To address the methodological advantage of i2-rQTL analysis, we compared the p-value of i2-rQTL with the least p-value of i-rQTL among the isoforms comprising the corresponding integrated-isoform (Fig. 3b). We identified distinct QTL signals between these two analyses in some genes; in monocytes, while both significant i2-rQTL and i-rQTL effects were observed for 999 genes, only either i2-rQTL or i-rQTL effects (in at least one isoform) were observed for 53 and 302 genes respectively (FDR ≤ 0.05). One of the advantages of i2-rQTL might be its power to detect QTL effects, because integration of isoforms results in a reduction in isoform numbers and an increase in the accuracy of isoform quantification. A typical example was seen in PARP9 gene; while neither PARP9-204 or PARP9-205 with the same CDS had a significant i-rQTL effect, the integrated PARP9-204 + 205 had a significant i2-rQTL effect (Fig. 3c, d). In contrast, the integrated ITGB7-201 + 202 did not have a significant i2-rQTL effect, while both ITGB7-201 and ITGB7-202 had significant i-rQTL effects (Fig. 3c, d). The splicing events observed in these isoforms altered only the 3′-UTR, and their directions were opposing and mutually exclusive.

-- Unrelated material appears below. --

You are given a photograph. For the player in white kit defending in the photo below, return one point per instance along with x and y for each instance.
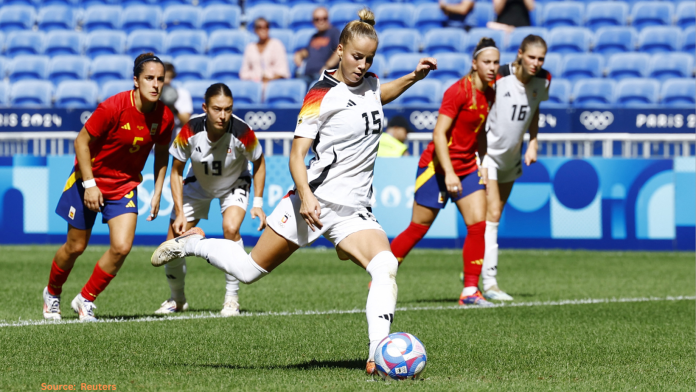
(519, 88)
(220, 146)
(341, 121)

Next, we examined the roles of these i2-eQTL and i2-rQTL by evaluating their co-localization with GWAS loci in the GWAS catalog24 using the RTC Score25. In each subset, 674–1197 i2-eQTL and 185-307 i2-rQTL were co-localized with GWAS traits (RTC ≥ 0.8, r2 ≥ 0.8, Supplementary Table 3). For example, i2-rQTL of PARP9-204 + 205, as described above, was co-localized with the GWAS of LDL cholesterol levels (rs3762637, RTC = 0.98, r2 = 1.00).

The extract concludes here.